The GOP readies itself to welcome Roy Moore
A majority of American voters voted against Trump, as you may recall. If you buy Republicans' logic, that would mean the public found Trump guilty of sexual misconduct and wanted him to disclose his tax returns.
Moreover, casting a ballot for a politician does not necessarily mean you endorse a candidate's every policy stance, character trait and action.
When choosing between candidates, voters have to select one bundle of beliefs and behaviors or another. It's a combo plate. No substitutions allowed.
Maybe Trump's supporters backed him because they don't believe the allegations made against him. Or maybe they supported him in spite of finding those claims credible. (They heard him admit to grabbing women "by the p -- y" on tape, after all.)

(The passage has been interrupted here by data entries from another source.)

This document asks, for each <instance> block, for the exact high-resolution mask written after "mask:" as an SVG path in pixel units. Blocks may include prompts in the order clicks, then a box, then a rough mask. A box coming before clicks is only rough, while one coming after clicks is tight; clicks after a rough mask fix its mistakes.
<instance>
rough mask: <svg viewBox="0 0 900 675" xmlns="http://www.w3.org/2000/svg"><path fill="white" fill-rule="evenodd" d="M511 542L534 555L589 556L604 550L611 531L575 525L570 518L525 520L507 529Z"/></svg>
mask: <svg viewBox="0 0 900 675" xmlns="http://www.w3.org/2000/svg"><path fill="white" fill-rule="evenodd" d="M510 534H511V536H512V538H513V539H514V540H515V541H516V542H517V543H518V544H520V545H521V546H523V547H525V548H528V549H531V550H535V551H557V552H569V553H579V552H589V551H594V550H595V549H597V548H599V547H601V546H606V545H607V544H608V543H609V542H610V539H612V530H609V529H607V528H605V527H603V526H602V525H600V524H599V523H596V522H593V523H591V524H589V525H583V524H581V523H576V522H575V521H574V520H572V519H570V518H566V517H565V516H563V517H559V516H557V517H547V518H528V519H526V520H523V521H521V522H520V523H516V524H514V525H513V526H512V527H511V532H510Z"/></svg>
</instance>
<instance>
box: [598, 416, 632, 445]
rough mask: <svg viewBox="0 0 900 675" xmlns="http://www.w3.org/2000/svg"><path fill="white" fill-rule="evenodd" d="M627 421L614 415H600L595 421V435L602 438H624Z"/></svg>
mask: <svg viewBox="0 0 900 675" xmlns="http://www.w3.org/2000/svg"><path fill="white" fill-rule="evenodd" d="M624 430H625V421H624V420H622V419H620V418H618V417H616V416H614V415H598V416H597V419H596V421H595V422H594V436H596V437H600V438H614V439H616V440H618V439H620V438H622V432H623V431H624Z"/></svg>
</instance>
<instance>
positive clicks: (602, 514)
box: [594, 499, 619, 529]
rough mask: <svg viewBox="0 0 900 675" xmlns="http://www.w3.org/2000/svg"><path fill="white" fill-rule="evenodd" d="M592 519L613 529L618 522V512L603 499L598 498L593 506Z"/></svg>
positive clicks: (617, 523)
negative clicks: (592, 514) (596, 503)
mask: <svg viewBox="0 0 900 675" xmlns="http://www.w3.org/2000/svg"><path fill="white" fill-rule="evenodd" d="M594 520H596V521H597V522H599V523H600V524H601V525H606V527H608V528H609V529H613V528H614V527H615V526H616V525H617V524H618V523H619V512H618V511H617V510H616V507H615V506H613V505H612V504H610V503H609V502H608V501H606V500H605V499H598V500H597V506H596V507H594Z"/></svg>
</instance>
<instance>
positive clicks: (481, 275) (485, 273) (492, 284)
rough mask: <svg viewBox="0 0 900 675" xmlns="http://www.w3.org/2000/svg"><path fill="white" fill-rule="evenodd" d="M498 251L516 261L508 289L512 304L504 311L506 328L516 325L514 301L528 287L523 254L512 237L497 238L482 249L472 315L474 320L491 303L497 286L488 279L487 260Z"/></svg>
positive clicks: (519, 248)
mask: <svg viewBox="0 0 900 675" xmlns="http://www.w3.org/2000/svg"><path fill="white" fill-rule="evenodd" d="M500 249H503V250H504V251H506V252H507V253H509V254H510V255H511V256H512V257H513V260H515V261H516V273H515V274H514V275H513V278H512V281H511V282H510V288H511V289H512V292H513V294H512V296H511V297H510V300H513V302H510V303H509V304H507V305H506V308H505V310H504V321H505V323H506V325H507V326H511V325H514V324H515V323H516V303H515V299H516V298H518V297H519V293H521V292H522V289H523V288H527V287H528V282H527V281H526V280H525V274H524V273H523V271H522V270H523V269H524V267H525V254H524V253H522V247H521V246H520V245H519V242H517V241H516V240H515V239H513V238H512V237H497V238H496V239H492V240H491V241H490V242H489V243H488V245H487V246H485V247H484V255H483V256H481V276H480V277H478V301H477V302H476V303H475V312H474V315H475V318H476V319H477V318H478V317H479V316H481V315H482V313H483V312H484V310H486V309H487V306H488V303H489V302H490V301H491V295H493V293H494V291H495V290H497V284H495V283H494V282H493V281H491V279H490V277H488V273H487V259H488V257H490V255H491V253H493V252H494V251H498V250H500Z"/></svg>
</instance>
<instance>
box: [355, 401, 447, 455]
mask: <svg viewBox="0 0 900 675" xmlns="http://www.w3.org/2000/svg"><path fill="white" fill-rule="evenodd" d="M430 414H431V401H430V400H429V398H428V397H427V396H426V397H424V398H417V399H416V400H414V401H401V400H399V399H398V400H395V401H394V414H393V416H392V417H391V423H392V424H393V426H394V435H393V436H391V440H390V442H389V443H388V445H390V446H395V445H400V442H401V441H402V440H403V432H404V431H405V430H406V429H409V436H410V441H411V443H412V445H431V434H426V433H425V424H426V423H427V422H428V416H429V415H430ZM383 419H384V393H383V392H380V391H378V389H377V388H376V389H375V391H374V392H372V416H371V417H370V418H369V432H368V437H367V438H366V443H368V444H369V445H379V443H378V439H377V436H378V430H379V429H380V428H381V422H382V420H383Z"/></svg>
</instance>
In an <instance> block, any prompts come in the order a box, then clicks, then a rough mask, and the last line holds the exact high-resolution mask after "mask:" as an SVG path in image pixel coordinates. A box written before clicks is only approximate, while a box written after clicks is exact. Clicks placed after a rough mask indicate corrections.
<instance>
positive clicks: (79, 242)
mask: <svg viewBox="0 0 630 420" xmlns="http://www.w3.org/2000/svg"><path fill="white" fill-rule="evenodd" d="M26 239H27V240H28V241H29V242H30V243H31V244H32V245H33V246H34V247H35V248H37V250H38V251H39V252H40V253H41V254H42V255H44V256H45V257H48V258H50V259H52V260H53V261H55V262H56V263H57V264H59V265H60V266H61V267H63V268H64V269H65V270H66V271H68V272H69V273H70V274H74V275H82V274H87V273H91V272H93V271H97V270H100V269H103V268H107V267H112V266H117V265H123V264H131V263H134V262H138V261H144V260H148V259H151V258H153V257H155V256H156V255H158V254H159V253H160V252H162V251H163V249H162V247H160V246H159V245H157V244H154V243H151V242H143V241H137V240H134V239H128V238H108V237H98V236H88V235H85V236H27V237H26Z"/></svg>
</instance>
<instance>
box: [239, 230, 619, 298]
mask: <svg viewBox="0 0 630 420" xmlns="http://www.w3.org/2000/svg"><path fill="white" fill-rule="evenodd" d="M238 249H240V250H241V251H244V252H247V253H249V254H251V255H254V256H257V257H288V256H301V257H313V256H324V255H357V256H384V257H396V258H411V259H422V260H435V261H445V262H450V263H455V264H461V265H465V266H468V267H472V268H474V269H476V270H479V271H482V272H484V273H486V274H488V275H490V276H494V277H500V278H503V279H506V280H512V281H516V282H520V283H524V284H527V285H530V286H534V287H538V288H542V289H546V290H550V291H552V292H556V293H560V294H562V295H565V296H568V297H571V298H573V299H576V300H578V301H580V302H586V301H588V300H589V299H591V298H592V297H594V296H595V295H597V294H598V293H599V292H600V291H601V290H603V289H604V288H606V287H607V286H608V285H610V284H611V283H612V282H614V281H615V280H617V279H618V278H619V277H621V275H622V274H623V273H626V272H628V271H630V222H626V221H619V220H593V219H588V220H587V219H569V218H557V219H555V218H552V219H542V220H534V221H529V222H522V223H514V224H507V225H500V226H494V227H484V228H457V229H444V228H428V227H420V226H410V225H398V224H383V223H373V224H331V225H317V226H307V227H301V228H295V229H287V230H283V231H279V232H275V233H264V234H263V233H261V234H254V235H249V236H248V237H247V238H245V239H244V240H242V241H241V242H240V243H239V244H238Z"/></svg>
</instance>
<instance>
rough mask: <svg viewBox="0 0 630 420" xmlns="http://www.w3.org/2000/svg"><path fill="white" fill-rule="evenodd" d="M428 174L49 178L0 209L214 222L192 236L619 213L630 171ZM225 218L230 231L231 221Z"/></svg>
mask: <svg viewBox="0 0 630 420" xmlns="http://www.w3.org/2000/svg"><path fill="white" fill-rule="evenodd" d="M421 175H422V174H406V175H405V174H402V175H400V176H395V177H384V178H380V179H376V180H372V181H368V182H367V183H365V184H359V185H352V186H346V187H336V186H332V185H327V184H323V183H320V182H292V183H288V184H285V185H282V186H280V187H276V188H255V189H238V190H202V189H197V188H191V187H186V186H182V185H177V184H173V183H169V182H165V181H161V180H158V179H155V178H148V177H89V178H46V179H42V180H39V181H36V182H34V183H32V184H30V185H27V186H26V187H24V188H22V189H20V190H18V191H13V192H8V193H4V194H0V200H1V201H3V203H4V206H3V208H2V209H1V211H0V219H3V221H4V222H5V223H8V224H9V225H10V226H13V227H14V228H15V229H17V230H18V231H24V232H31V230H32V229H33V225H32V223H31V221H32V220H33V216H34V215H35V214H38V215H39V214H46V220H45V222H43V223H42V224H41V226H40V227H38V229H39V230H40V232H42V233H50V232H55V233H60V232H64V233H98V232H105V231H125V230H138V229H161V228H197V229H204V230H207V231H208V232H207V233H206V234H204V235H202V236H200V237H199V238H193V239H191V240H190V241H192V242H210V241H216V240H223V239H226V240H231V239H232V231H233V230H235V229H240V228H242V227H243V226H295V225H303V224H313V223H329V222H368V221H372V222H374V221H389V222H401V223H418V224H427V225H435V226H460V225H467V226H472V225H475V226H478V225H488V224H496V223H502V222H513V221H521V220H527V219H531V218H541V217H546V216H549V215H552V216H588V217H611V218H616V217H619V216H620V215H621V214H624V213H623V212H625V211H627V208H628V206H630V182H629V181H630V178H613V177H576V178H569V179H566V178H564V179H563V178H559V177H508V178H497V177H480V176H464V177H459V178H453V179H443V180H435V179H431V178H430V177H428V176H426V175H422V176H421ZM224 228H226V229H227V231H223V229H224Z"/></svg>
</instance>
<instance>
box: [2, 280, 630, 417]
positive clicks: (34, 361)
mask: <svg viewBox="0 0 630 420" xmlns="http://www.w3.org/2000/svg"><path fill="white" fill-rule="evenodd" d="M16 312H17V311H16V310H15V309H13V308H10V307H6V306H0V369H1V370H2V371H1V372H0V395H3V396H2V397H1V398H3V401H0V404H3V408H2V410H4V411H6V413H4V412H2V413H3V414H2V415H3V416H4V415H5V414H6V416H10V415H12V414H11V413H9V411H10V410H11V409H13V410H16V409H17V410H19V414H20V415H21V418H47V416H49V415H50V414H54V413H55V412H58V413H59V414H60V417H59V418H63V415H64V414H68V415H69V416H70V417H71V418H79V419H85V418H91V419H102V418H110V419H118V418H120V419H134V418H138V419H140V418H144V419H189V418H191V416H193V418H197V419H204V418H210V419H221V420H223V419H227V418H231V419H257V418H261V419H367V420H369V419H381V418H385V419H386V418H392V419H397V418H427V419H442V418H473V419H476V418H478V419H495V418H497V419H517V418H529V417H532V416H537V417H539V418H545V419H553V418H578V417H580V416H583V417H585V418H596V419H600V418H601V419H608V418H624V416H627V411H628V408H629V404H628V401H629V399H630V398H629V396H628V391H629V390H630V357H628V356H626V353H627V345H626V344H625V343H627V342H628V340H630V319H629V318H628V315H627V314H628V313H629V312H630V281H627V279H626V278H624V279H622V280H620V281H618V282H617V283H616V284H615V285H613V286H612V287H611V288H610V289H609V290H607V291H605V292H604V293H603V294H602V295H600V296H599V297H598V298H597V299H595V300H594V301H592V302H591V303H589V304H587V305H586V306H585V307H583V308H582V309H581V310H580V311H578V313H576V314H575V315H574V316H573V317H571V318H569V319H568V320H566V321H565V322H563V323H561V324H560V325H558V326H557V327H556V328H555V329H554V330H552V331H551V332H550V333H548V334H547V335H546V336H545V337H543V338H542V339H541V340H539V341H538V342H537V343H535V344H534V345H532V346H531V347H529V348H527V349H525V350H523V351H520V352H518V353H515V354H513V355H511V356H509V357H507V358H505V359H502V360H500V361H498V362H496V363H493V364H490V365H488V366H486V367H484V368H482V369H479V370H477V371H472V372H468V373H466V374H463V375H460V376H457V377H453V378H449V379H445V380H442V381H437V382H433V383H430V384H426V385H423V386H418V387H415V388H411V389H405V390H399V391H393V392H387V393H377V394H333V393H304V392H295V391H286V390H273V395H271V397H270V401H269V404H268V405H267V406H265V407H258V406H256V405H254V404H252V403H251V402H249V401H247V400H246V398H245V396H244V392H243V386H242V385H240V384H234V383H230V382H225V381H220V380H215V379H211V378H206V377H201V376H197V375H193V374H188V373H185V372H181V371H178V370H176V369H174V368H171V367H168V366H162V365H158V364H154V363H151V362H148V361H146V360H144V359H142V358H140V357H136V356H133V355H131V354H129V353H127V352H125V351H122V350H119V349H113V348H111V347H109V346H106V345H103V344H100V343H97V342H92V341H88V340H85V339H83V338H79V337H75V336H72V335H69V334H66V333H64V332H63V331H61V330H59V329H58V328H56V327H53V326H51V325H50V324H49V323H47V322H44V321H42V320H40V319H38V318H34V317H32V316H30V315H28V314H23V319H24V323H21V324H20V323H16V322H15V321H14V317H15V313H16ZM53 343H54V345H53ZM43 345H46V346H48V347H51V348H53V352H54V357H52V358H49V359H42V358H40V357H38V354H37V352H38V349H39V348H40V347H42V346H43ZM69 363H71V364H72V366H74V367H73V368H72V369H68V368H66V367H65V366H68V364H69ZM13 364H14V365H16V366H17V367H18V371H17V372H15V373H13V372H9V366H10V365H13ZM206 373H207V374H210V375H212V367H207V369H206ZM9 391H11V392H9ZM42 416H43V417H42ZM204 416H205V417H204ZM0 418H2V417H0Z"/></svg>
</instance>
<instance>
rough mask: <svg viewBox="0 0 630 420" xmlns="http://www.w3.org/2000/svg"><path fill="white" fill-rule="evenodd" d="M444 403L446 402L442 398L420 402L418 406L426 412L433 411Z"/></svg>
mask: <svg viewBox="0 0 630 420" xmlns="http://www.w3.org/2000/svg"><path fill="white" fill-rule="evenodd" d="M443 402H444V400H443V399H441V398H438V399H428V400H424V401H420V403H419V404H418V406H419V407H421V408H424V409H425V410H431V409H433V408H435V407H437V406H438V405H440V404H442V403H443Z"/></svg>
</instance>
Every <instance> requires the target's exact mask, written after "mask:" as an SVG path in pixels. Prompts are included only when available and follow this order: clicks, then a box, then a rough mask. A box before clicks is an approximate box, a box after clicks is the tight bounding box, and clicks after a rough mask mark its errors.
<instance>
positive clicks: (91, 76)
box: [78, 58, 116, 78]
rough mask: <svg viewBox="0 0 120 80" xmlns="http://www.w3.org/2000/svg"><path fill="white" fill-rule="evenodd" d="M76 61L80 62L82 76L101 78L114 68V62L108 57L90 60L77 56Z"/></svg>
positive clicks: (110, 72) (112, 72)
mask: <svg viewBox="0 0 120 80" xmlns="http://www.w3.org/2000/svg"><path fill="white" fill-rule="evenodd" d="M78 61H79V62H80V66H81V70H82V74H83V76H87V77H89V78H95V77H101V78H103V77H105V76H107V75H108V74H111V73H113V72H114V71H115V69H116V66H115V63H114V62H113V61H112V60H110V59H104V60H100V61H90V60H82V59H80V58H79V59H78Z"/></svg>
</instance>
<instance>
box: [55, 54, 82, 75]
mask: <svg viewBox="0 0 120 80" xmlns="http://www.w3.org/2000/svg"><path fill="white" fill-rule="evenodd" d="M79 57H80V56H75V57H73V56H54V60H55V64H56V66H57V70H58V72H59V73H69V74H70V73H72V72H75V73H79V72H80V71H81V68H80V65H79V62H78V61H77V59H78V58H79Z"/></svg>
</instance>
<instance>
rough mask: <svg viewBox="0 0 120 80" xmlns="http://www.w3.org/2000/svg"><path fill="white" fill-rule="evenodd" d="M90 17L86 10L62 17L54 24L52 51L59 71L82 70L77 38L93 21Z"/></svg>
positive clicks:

In any case, by arguing that victory refutes all allegations against Trump, Republicans are laying the groundwork to welcome Moore to Washington if he wins next month.
Already, White House officials are ducking questions about whether Moore should be allowed to serve as senator. A mere week ago, Conway said there was "no Senate seat worth more than a child." On Monday, when asked whether Alabama voters should cast their ballots for Moore, she denounced his Democratic opponent and said, "I'm telling you that we want the votes in the Senate to get this tax bill through."
Sure, some Republican senators have said they believe Moore's accusers. Some, including Senate Majority Leader Mitch McConnell (Ky.), have even suggested that they might try to expel him if he gets elected.
But with tax cuts hanging in the balance, don't be surprised if they lose their nerve once "the voters have spoken."